TOXIC YEAR

Greetings from your homeboy, A. Heyyo, what's good everyone? I hope y'all are up to scratch and doin just sublime. Damn it, sorry for not issuing any shit for the past 6 months if Im not mistaken? Whatever, but damn gotta tell y'all time has been passing so brisk ffs. I recall my last update was about me nagging shit regarding how my first half of this year was. But hey, if you glance the topic of this post, I hope y'all are ready cs I'll be apprising how I felt during my second half of 2019 aka the most fucked up year ever...

A shitty year huh? Yeah, I've been through a lot, like damn a lot. From getting back stabbed by my best pal, to losing the ones that I treasure the most, also to having predicaments on governing my relationship with my friends also myself leading me to slowly losing myself. It's been hella of a year, a year that I want to omit. 

I've realised that yeah, I've been pleasing others too much till I've pretermit to focus on myself first. In other words, they took me for granted. To those who relished juggling with my heart & feelings I pray the best for y'all so that y'all know what to do and what to fix with yourselves. Any last words for them?  Sorry for being too harsh but hey, it's just me enunciating what I feel deep down inside.
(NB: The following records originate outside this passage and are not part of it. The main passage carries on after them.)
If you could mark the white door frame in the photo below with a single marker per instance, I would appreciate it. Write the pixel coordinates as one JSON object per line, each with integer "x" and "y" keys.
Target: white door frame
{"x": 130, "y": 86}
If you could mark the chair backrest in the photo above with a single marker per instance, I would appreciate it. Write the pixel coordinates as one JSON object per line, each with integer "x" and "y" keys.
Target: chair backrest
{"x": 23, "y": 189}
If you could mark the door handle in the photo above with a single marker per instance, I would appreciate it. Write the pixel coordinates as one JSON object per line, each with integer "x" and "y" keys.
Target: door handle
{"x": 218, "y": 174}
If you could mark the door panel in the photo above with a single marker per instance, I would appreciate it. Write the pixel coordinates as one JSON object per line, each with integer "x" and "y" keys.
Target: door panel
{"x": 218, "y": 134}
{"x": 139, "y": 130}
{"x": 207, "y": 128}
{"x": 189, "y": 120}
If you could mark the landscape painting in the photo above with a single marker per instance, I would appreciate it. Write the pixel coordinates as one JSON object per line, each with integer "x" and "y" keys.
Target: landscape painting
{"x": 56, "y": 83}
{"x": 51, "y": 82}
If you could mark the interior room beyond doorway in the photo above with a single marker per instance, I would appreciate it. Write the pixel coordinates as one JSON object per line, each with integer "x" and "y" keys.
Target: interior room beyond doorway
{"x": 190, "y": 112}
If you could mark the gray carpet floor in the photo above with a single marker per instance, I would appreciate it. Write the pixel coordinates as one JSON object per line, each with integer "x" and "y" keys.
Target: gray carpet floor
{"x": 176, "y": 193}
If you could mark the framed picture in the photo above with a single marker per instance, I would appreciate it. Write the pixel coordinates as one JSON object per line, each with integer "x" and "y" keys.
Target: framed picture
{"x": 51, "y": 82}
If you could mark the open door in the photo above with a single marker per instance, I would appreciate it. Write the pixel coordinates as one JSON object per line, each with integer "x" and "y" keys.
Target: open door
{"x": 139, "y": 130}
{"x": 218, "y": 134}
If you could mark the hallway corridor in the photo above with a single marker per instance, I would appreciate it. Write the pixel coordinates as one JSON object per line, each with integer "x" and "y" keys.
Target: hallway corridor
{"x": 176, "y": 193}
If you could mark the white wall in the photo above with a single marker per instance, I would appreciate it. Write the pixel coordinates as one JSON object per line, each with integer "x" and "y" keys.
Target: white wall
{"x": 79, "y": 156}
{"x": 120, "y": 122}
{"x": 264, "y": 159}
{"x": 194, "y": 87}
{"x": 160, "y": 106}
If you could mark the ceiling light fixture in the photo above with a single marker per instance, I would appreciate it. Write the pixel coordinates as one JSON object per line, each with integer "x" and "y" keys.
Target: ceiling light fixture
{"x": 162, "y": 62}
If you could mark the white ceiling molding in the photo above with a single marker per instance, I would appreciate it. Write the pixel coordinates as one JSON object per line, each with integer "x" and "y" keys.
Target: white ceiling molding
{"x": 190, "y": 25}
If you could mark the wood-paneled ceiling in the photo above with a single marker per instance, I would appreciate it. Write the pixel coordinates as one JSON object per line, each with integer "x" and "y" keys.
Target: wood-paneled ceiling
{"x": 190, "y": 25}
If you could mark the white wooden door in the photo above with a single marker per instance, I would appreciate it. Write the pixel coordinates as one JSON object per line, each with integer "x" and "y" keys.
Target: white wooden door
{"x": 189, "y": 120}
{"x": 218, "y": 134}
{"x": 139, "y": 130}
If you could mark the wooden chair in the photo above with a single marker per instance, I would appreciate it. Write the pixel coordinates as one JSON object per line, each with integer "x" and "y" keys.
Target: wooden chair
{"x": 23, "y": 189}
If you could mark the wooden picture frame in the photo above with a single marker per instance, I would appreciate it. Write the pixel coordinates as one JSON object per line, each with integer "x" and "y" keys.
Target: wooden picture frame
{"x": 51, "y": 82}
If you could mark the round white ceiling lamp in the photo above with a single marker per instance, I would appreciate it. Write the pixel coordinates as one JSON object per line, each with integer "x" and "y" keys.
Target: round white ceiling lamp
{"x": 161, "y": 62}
I'm exhausted of keeping and concealing.

So, what did this parlous year taught me?
- Trust no one, cs sometimes the one you trust the most could also stab you on the back.
- No one really stays unless if they want to. If they wanna go, let them.
- Don't change, but fix yourself.
- Appreciate those who genuinely appreciate you.
- Love and put yourself first.
- Dont let someone/something including your past affect you cs life tells us to move on, learn from the past so that it will never be betided again and finally knowing that past and future are two distinct time.

I've realised that what had been happening to me this year and for the sake of entering the new year, it's crucial for me to leave all these craps and bullshits behind. Let bygones be bygones. I'll make them as bitter memories for me to always induce myself that they're not gonna happen again and the 2020 Arif is different than the 2019 one. I 'm not letting my past to haunt me.

It's been hella of a year. It's a hard a pill to swallow knowing that those who gave you the best memories, become memories. It's devastating and dismaying. 

But hey, Chin up, everything happens for a reason. It's to make us stronger, smarter and more observant. To know the world better.

I've loved & lost but the most vital thing is that, I've learned.

Cheers to the worst, toxic & pathetic year ever. 

Btw, here's a rhymed verse to conclude my 2019:

So, this year has been definitely hella of a year,
I've been receivin shit from my damn fuckin hater,
Leading me to become weaker yet better,
But eventually don't give a damn dear.